TOPLUMUN DEĞİL, ÇOCUĞUN
BEKLENTİSİ ÖNEMLİ
“Anneler bir araya geldiklerinde ne kadar mükemmel bir anne
olduklarını göstermek için çocuklarını ‘kullanıyorlar’. Çünkü çocuklarının her
başarısının kendi hanelerine puan olarak yazıldığını zannediyorlar.” Orenstein, stresi
azaltmak için önce bu davranıştan uzaklaşmak gerektiğini vurguluyor. Anne çocuk ilişkisinin kalıplar
ve roller içinde yaşanamayacağını söylüyor. Yazara göre en mükemmel anne, toplum beklentilerine
değil, çocuğun beklentilerine uyan anne.
BABALARI DEVREYE
SOKUN!
Peggy Orenstein, araştırmalarında annelik rolünün değişmediğini ortaya koyuyor.
Ortak problemlerin başında babanın çocuğuyla yeteri kadar ilgilenmemesi geliyor.
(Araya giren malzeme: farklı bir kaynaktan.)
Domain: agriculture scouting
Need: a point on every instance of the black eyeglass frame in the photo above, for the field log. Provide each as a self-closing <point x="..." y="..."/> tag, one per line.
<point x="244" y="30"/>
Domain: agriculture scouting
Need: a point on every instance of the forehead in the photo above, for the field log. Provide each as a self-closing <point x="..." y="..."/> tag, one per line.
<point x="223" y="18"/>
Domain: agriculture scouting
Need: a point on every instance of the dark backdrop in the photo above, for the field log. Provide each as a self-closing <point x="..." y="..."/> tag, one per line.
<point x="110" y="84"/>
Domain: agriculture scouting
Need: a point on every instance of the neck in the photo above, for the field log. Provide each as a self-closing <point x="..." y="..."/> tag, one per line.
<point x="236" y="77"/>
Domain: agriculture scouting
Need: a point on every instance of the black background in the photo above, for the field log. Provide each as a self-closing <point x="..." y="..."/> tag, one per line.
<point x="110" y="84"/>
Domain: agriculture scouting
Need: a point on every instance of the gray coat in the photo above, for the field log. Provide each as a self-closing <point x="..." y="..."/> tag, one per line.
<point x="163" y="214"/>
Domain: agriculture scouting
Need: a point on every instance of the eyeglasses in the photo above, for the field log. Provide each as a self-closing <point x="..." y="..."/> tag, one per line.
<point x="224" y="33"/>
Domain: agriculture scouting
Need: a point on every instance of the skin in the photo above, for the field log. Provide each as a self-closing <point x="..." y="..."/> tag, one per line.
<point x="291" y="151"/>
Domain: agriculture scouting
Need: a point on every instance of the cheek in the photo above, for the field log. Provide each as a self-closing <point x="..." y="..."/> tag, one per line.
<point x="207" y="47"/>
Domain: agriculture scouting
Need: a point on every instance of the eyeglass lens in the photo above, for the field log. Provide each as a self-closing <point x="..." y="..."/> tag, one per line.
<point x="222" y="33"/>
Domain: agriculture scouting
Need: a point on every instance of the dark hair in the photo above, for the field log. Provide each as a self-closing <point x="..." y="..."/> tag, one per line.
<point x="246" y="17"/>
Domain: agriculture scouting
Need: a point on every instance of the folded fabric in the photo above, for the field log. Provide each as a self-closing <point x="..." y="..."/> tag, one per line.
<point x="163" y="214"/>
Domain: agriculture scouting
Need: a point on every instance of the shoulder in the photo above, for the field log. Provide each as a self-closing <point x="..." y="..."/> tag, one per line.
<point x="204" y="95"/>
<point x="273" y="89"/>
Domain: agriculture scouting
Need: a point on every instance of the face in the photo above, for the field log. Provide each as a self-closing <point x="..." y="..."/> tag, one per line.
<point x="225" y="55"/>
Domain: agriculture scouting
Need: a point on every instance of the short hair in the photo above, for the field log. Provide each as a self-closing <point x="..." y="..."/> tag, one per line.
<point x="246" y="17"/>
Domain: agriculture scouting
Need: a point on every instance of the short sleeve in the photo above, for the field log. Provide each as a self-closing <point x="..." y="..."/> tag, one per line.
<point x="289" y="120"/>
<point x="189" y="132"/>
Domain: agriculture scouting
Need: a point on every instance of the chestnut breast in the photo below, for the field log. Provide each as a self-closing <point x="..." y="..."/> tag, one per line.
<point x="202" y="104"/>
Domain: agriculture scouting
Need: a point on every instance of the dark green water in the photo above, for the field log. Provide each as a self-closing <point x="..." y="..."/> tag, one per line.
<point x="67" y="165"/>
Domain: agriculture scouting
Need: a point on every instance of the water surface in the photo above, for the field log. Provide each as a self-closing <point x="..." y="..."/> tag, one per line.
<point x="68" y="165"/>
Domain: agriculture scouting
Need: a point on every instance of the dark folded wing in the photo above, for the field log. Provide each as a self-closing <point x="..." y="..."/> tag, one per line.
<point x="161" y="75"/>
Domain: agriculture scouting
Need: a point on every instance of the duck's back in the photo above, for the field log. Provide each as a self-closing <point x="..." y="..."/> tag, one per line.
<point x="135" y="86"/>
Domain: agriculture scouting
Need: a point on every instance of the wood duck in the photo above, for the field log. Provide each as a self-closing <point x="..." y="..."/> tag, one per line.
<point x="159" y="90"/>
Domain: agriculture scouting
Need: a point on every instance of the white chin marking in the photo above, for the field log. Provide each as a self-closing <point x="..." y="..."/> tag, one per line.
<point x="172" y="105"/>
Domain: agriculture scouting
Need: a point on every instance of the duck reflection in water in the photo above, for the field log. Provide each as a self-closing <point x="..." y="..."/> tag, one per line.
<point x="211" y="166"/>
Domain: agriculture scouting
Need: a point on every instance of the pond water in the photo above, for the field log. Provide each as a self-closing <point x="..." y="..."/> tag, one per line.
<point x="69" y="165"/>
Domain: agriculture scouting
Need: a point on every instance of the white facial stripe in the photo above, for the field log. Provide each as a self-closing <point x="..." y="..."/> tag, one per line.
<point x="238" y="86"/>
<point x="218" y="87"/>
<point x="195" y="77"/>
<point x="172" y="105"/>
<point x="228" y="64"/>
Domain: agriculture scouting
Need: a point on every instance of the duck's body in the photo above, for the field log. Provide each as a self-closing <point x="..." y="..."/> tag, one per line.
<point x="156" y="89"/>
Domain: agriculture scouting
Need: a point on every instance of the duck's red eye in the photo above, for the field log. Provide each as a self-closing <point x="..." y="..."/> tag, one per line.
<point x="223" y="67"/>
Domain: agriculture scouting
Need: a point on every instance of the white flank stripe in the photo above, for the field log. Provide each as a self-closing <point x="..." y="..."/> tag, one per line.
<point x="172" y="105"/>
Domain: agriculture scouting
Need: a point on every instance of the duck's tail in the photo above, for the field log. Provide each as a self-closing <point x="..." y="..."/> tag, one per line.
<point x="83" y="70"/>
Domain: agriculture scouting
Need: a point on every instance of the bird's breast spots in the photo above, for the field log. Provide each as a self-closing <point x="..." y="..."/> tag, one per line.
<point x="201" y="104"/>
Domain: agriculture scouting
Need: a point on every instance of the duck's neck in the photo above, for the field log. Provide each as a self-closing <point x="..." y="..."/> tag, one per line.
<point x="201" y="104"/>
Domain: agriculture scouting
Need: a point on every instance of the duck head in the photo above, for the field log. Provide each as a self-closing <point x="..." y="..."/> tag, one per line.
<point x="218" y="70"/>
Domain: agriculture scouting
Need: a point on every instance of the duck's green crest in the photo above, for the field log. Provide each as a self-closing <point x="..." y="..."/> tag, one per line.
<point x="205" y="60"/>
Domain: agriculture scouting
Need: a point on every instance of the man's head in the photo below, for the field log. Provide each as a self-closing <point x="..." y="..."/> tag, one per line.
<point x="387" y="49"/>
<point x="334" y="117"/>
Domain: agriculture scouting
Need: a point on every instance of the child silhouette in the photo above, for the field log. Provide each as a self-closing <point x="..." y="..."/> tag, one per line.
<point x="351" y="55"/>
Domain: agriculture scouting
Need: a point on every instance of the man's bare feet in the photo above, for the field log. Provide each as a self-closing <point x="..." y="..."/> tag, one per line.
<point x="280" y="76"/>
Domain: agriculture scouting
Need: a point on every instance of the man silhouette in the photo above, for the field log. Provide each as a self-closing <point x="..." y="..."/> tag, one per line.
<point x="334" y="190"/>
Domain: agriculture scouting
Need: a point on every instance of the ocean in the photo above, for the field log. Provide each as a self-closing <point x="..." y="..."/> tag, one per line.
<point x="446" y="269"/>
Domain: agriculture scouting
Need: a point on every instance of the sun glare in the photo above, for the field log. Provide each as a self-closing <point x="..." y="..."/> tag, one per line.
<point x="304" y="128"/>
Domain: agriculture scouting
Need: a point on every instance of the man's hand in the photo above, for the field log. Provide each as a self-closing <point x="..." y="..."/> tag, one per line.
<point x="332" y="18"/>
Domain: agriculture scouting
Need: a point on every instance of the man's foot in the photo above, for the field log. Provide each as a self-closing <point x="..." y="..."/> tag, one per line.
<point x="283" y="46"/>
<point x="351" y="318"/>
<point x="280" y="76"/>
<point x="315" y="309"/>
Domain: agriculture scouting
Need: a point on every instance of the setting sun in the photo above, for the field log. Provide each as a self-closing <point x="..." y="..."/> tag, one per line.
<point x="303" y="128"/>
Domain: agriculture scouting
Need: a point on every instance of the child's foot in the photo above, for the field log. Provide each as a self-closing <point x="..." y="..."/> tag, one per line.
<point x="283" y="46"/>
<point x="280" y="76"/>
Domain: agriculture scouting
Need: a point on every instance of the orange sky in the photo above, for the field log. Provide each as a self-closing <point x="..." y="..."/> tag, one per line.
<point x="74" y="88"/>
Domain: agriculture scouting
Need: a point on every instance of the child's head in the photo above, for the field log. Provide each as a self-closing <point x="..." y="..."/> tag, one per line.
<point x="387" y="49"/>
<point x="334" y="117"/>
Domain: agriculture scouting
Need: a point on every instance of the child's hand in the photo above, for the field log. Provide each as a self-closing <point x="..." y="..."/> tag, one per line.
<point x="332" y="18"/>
Baba çocuklarını
seviyor, onlarla geziyor, oyunlar oynuyor. Ancak ortada bir sorun varsa, bunu çözmek mutlaka anneye
kalıyor.Yazar "mükemmel anne sendromundan" kurtulmak için annelere babaları devreye sokmalarını
öneriyor. Orenstein, incelemelerinde annelerin babaya güvenmediklerini de ortaya çıkartmış. Çoğu
anne, çocuğun babasıyla yalnız bırakırken endişe içinde oluyor. Çünkü kocasını bir çocuğun
sorumluluğunu kaldıramayacak kadar zayıf ve sorumsuz görüyor. Oysa babalar, ne kadar ilgisiz
görünseler de, çocuklarına anneler kadar düşkünler. Birçok baba da annenin bu tutumundan rahatsız
olup, çocuk bakımından uzak durmayı yeğliyor. Ve durum bir kısır döngü halini alıyor.